Tout passe par le Siao

Le reste de l'instruction ministérielle se consacre aux modalités de mise en œuvre de ces objectifs. Elle rappelle notamment la définition et les usages de l'intermédiation locative financée par l'Etat ("intervention d'un tiers social, agréé par l'Etat, entre le propriétaire bailleur et le ménage occupant le logement, afin de simplifier et sécuriser la relation locative entre ces deux parties").
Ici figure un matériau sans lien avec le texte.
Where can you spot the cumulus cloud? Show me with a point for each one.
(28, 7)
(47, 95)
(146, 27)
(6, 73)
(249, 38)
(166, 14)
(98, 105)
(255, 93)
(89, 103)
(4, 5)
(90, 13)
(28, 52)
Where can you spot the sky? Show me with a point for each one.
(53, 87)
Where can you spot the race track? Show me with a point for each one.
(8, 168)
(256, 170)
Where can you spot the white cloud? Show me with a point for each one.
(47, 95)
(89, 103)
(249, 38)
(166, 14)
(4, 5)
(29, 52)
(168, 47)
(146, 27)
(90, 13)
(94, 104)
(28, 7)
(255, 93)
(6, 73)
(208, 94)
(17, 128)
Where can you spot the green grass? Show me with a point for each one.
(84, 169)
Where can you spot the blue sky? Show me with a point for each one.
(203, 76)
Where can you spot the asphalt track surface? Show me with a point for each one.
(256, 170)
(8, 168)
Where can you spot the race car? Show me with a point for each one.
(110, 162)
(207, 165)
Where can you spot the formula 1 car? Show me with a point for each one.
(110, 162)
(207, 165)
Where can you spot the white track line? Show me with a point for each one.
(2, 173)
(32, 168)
Elle précise également les publics cibles, en rappelant que le Siao (service intégré d'accueil et d'orientation) "se voit mettre à disposition, de façon systématique, l'ensemble des places d'intermédiation locative financées par le programme 177".
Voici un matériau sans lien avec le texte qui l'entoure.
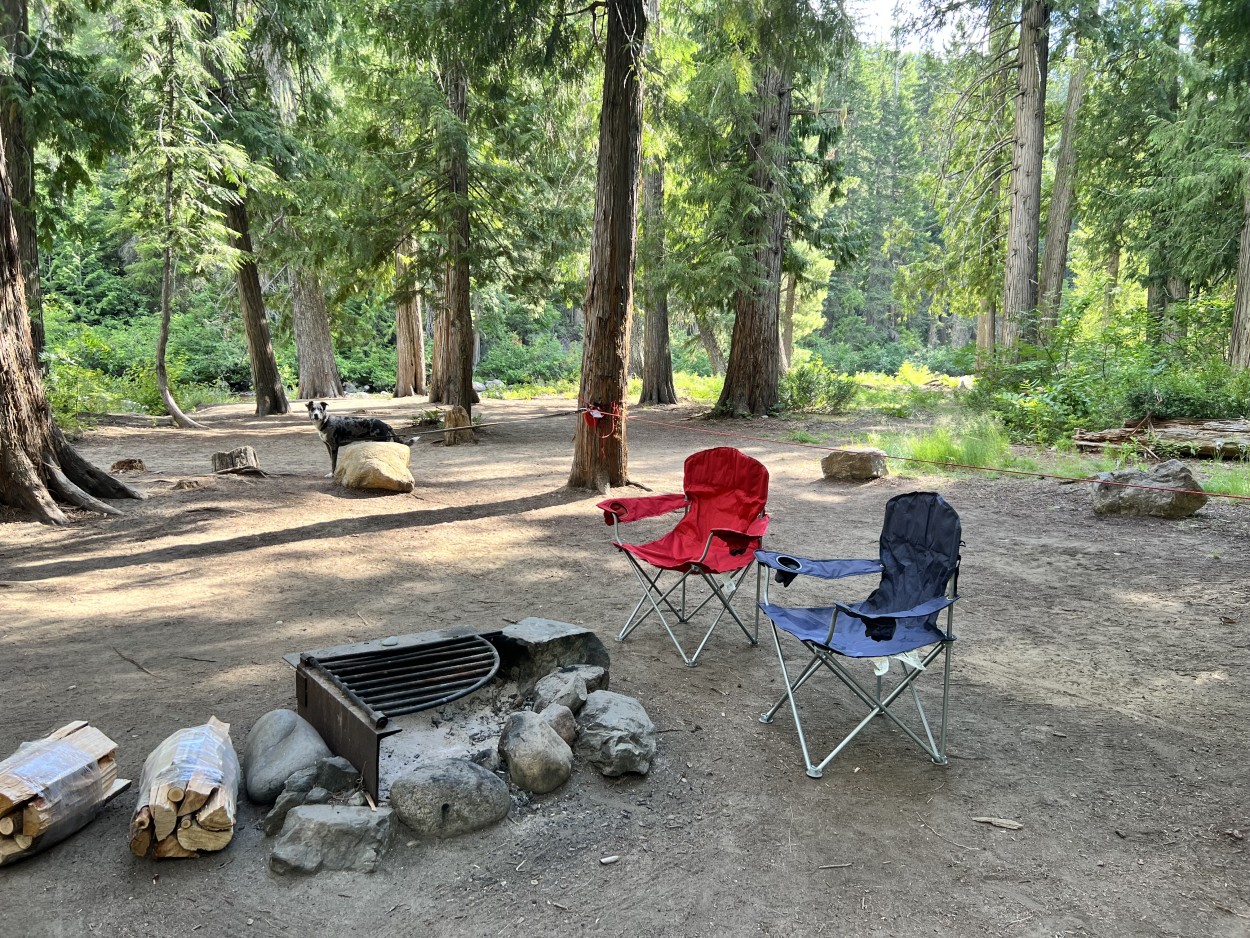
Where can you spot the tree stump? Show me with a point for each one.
(234, 460)
(453, 418)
A destination des acteurs de terrain, l'instruction détaille aussi les "usages recommandés" en matière de mandat de gestion, et notamment les différentes formes de location/sous-location, qui "doit rester l'exception" dans le parc social public.
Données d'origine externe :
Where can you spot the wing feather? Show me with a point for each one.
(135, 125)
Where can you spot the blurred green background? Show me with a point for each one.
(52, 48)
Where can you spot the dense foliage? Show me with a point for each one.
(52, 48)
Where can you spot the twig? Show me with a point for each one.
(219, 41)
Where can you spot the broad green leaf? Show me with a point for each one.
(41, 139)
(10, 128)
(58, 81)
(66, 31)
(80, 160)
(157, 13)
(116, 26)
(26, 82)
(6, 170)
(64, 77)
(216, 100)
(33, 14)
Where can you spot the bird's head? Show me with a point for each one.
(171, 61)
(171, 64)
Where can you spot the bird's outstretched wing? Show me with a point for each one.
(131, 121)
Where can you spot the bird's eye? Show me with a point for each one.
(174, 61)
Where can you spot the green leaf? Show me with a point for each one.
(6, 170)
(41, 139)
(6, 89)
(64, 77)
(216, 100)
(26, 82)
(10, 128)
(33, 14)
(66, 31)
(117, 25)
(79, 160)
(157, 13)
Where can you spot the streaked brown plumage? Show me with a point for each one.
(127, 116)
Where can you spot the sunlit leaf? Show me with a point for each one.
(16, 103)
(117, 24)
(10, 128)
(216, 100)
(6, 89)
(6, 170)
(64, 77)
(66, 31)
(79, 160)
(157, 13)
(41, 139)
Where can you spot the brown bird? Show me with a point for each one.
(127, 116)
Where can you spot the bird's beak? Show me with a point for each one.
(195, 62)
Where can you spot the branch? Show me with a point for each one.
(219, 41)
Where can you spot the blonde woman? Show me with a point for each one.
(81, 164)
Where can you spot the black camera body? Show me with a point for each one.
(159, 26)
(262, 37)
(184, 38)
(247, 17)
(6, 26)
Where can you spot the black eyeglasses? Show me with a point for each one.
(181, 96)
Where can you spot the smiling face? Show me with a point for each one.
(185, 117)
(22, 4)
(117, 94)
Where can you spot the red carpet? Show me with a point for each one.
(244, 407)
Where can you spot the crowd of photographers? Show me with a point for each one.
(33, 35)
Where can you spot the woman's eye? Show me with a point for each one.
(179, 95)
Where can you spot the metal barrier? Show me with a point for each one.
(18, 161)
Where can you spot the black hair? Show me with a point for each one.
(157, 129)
Sachant que les crédits de l'Etat ne prennent pas en charge les risques locatifs sur les logements en mandat de gestion, l'instruction ministérielle suggère un certain nombre de solutions : recours au dispositif Visale, souscription d'un contrat d'assurance risque impayés et/ou dégradations par le propriétaire bailleur, constitution d'un fonds de sécurisation mutualisé entre les opérateurs au niveau régional ou infrarégional...

Les collectivités invitées à participer à la captation de logements

En matière de gouvernance, l'instruction rappelle que le "PDALHPD [plan départemental d'action pour le logement et l'hébergement des personnes défavorisées, ndlr] est le lieu de la coordination stratégique et opérationnelle" de la stratégie territoriale de développement de l'intermédiation locative et de mobilisation du parc privé.
Sur ce dernier point, une annexe de l'instruction ministérielle revient sur "l'organisation de la captation de logements". Elle demande notamment aux directions départementales de la cohésion sociale (DDCS) de contractualiser sur des objectifs quantitatifs et qualitatifs de captation de logements avec les opérateurs gestionnaires d'intermédiation locative. Ces derniers "devront justifier de leurs compétences et capacités à organiser une captation professionnelle". La captation sera financée au forfait par logement, afin de couvrir les différents aspects de cette démarche : communication auprès des bailleurs, prospection et validation des propositions de logements, visite et validation technique des logements, assistance au bailleur dans les démarches de conventionnement avec l'Anah et les éventuelles demandes d'aide aux travaux, tenue à jour d'une liste de logements captés, information du Siao dès captation d'un logement...
L'instruction précise que "par souci de cohérence et d'articulation avec les dispositifs d'intermédiation locative non financés par l'Etat, la maîtrise d'ouvrage de la mission captation pourra être déléguée - avec les financements correspondants - à une collectivité territoriale volontaire, par convention". Cette collectivité pourra ainsi être chargée, sur son territoire, de la captation de logements (en régie ou par convention avec un operateur).
Par ailleurs, les communes, EPCI et conseils départementaux peuvent également appuyer ces efforts de captation du parc privé, notamment en mettant en place des primes locales pour les bailleurs, en abondant des fonds de sécurisation des risques locatifs ou en portant des campagnes de communication.

Références : ministère de la Cohésion des territoires, instruction du 4 juin 2018 relative à la mise en œuvre du plan de relance de l'intermédiation locative dans le cadre du plan Logement d'abord (mise en ligne le 21 juin 2018).